Si cette logique se propage, l’argument traditionnel selon lequel « nous ne sommes qu’une simple réseau neutre » devient beaucoup moins fiable. Toute juridiction qui oserait ignorer cette justification et se demander qui est vraiment à l’origine du marché pourrait arriver au même résultat.

L’ordre chronologique semble stratégique, plutôt que réactif.

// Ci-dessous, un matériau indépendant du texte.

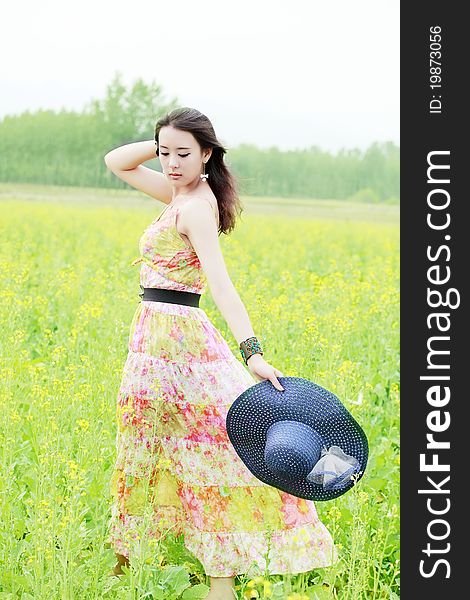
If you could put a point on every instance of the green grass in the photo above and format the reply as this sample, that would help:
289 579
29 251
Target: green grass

Polymarket est passé sous…Vérification par la police à la fin du mois de maiAprès cela, le watchdog a publié sa propre revue le 6 juillet, et a ensuite approuvé l’interdiction d’accès. Cette séquence indique donc une démarche réglementaire délibérée, plutôt qu’une réaction politique immédiate.

Polymarket a également apporté des ajustements en matière de conformité au début de cette année. En mars, il a mis à jour ses règles pour limiter…Trading sur des informationsIl s’agit d’une obligation de confiance, et de prévenir les transactions liées aux événements qui peuvent influencer le résultat des transactions. Mais ces changements visent à lutter contre les abus sur le marché, et non les objections fondamentales de la Corée du Sud. Ces objections portent sur la structure “gagnant-tient-tout” de la plateforme, ainsi que son rôle dans l’organisation du environnement de trading.

Ce qui est important ensuite, en termes de liquidité et de risque réglementaire aux États-Unis…

La question clé est de savoir si la Corée maintient la pression localisée ou amplifie le contrôle exercé aux États-Unis, où se trouve une grande partie des liquidités du secteur. Les marchés de prévisions ont déjà atteint…60 milliards de dollars de chiffre d’affaires dans l’industrieAvec un volume de trading mensuel supérieur à 13 milliards de dollars. Les optimistes peuvent encore affirmer que l’ajout d’un autre pays bloqué est gérable. Les pessimistes, quant à eux, soutiendront que le véritable danger réside dans le affaiblissement du pool de liquidité le plus important en premier.

La frontière de la CFTC est le test en temps réel.

La question centrale n’est plus seulement de savoir si le code est décentralisé. C’est de savoir si les plateformes peuvent résister aux contrôles américains.Trading interneEt les problèmes liés à la manipulation financière. La CFTC a initié des réglementations, publié des conseils pour l’application des règles, et a initié le premier cas de trading par insiders impliquant un contrat d’événement. Même une étude approfondie…Marchés mentionnésCe qui montre que le volume de transactions sur Kalshi n’a été que d’environ 3,3 millions de dollars le mois dernier, indique que les régulateurs continuent de déterminer où se situe le risque de manipulation.

Quoi surveiller au cours des prochaines semaines

  • Liquidez et spreads :Observez les listes de commandes en Europe et en APAC pour détecter des spreads plus larges, une profondeur plus faible, ou une participation réduite en raison de la pression liée aux exigences de conformité.
  • Migration vers un autre lieu :Vérifiez si les utilisateurs se tournent vers des plateformes offshore moins régulées, mais bien moins rentables.
  • Portée des États-Unis :Vérifiez si le regard critique des Américains se concentre sur des types de marchés spécifiques ou s’il commence à remettre en question le modèle global.

Le scénario optimiste reste possible si le volume lié aux États-Unis reste stable, si les spreads restent stables, et si les réglementations se concentrent sur des catégories spécifiques plutôt que d’attaquer l’ensemble de la structure financière. Si cela change, le risque de liquidité devient beaucoup plus immédiat.